The diagram beneath exhibits how you can break up a matrix into blocks and use every block to compute a partial softmax after which a modified softmax.
- Preliminary Enter: Token: This can be a flash warning slip
- Key: 4 (tokens) x 3 (dimensions), Question: 4 (tokens) x 3 (dimensions), Worth: 4 (tokens) x 3 (dimensions)
Step 0
- Assumes 24 bytes of reminiscence
- The SRAM is split into 4 blocks: question, key, worth, and output matrix.
- The question, key, worth, and output every take 6 bytes to retailer their info (12 bytes / 4)
- Since every embedding can’t be destroyed, every dimension is 3, so
- Question: 6 bytes / 3 (dimensions) = 2. Values, keys and outputs are the identical
- subsequently, [M/4d] Denotes the scale of every block. On this case, the block dimension is 2, which implies that 2 rows will be fetched into SRAM.
- Typically, the block dimension is [M/4d] The variety of blocks is [N*4D/M]
Steps 1 and a pair of: Evaluating flash consideration mechanics with reminiscence and computational elements I’ve added a desk beneath displaying steps 1 and a pair of.

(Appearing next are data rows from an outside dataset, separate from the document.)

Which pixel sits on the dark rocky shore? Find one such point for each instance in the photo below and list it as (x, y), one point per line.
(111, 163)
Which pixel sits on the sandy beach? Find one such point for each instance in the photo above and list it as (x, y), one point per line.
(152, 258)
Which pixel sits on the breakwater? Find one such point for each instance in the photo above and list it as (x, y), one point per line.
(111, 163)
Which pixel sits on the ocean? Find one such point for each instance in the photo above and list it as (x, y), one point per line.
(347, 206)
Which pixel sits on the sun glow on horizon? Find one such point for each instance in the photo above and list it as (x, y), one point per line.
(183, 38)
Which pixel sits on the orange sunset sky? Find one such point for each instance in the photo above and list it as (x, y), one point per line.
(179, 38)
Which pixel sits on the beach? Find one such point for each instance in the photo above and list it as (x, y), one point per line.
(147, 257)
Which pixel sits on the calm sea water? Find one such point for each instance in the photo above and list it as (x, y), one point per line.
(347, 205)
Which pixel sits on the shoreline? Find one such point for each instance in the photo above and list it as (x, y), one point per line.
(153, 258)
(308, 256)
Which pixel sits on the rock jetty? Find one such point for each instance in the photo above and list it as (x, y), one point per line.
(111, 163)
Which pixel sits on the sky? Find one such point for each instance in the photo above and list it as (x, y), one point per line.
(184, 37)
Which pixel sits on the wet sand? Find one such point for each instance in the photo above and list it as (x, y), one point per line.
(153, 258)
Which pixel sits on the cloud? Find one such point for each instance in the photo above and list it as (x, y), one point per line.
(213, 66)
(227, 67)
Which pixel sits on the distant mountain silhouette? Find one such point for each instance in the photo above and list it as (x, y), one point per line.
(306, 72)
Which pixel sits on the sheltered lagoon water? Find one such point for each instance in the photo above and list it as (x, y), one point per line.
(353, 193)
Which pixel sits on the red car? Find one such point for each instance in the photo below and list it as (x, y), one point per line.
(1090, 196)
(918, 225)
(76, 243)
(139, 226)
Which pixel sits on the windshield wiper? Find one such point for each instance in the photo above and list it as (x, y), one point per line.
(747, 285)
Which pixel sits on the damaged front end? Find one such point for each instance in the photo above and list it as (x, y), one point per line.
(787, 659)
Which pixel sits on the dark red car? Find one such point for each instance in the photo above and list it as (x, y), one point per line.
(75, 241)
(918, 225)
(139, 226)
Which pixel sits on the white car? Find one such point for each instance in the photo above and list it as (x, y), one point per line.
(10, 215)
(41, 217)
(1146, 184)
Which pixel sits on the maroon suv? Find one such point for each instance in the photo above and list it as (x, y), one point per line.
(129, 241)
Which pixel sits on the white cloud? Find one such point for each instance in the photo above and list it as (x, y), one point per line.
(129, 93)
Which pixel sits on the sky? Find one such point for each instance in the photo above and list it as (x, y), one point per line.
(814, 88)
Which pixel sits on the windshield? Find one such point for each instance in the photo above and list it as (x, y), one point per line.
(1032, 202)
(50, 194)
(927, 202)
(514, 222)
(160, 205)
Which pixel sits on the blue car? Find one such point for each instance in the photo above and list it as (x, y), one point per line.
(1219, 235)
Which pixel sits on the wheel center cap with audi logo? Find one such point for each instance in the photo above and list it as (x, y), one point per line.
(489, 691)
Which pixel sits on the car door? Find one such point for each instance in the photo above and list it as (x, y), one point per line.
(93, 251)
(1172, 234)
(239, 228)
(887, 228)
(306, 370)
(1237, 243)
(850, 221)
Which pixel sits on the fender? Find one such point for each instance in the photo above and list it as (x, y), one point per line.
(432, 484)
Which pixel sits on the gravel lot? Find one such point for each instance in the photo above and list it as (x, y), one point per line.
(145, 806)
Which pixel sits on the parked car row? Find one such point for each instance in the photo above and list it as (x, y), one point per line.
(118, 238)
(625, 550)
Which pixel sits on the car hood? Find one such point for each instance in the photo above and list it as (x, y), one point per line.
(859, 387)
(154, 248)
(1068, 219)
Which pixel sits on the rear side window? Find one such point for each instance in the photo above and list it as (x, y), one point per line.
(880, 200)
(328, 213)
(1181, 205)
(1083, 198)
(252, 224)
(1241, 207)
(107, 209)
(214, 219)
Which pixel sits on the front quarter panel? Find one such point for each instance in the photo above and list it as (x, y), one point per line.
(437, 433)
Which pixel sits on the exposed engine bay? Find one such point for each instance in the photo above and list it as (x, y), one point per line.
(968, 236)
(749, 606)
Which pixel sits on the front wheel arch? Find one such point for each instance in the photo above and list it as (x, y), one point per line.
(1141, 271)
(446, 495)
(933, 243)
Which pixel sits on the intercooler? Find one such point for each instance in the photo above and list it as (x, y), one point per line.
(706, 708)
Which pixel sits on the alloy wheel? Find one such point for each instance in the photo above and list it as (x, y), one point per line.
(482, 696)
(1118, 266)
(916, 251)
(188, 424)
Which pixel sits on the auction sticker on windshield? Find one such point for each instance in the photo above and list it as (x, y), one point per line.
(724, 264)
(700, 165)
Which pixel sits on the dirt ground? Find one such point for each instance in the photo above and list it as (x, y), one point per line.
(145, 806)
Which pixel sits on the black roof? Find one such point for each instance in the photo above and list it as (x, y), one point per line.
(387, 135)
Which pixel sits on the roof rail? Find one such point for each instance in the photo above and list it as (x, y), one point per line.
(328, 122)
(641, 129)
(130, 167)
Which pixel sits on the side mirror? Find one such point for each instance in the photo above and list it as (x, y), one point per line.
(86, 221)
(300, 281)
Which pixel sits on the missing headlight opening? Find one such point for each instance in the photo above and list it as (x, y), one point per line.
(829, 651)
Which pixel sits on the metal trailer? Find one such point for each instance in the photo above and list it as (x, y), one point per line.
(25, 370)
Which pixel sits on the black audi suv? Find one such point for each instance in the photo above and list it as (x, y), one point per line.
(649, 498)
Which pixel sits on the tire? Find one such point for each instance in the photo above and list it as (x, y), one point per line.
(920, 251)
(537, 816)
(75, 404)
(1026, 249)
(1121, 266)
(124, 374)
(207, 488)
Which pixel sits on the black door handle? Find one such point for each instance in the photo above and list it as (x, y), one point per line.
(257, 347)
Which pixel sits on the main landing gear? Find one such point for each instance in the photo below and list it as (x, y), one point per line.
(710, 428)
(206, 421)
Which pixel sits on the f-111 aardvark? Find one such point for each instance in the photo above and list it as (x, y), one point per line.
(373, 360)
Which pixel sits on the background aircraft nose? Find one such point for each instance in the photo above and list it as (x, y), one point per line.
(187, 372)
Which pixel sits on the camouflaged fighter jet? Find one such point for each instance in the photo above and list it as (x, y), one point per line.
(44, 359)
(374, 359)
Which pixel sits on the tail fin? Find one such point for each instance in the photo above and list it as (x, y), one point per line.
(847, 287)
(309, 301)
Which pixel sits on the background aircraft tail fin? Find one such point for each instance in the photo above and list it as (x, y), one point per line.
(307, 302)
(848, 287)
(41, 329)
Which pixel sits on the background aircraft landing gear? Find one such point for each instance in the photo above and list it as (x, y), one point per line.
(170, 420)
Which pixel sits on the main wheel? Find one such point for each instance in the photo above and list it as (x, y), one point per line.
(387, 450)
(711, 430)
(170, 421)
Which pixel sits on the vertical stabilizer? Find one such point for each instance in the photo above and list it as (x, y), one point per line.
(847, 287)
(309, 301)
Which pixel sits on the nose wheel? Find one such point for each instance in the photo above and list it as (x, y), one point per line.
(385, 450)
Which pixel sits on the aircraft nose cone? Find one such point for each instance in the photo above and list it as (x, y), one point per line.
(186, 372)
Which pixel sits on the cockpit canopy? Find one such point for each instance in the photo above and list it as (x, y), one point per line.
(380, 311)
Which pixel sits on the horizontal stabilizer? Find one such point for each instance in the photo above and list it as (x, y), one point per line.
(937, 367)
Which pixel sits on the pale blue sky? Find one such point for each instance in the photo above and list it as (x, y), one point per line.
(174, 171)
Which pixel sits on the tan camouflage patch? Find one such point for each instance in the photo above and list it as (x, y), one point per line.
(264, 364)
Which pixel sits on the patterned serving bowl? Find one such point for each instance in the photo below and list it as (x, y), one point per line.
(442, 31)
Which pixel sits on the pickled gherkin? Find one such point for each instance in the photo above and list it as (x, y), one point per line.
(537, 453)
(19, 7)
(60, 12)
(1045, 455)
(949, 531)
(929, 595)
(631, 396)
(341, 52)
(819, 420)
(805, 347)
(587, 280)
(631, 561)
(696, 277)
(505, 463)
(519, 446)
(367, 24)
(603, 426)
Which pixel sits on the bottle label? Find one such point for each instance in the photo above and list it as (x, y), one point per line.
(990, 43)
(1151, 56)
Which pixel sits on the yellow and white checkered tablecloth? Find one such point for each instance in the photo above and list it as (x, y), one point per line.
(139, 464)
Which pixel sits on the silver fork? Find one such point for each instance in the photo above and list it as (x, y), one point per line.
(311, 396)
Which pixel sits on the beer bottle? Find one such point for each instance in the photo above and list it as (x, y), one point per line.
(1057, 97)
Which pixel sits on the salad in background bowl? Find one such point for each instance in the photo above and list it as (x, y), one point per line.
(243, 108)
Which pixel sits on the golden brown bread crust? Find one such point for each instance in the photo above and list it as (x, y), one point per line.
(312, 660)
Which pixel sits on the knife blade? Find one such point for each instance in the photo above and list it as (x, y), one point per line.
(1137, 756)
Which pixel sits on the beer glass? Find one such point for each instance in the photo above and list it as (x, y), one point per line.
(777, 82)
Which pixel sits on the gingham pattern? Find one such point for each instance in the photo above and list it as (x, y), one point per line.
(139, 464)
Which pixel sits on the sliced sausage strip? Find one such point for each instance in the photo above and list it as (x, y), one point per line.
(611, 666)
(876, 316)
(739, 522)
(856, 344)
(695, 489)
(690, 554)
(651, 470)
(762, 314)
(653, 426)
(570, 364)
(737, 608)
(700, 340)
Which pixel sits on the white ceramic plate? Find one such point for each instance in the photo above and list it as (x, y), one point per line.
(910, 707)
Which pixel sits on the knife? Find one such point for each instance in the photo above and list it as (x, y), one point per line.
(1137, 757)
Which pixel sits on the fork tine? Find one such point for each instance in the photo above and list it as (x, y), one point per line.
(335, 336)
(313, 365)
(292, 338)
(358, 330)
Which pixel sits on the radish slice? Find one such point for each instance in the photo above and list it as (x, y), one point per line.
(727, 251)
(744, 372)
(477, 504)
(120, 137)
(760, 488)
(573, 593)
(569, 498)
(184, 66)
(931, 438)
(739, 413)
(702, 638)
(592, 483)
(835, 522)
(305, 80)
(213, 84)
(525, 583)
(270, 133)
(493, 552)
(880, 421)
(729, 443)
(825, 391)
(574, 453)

The diagram beneath helps visualize the matrix multiplication (block-wise) utilized in flash consideration.
What are the mathematical elements of softmax?
One of the necessary elements of the paper is how the accuracy of the softmax will be calculated even when the matrix is decomposed. Beneath is a mathematical instance displaying how you can mix two totally different matrices and recalculate the softmax.
Instinct
- This can be a nice property of the index being leveraged right here.
- Every softmax is calculated individually, however together with the utmost worth of the row, the overall exponent worth can also be saved.
- When combining with one other matrix, we have to see how a lot the max differs from the worldwide max of the 2 matrices. As a result of there may be an exponent, each the numerator and denominator are adjusted by e^(current_max — global_max) to account for this.
The logic is sort of sophisticated, so I will clarify it with an instance beneath, and when you get accustomed to the instance, the instinct above will probably be simpler to know.
Let us take a look at the complexity evaluation to see how issues have modified.
Self-Consideration
- Calculating S = QK’ ends in an N*N matrix that must be propagated to HRAM and pulled again from HRAM.
- Subsequently, O(N*N + N*N) = O(N*N) for HBM accesses.
Flash Consideration
- Outer loop: the important thing and question are accessed O(Nd) occasions
- Interior loop: To function on a block, loading from HBM requires solely O(Nd/M).
- Whole: O(N*N*d*d/M)
- In follow, d is way smaller than M. The vary of d is (64 to 128) whereas the vary of M is 100KB, so HBM accesses are optimized.
- We began with the target of optimizing HBM entry, and the complexity evaluation confirmed that this paper optimizes HBM entry. HBM entry by (d*d/M) coefficients with out approximation.
It is a very complicated paper, however the effectivity has improved considerably. I hope the above clarification offers you some understanding of how flash consideration optimizes and improves efficiency. I have not but defined block sparse flash consideration, however how does it evaluate to different optimization strategies, resembling ahead cross optimization? I hope to clarify that in a future publish.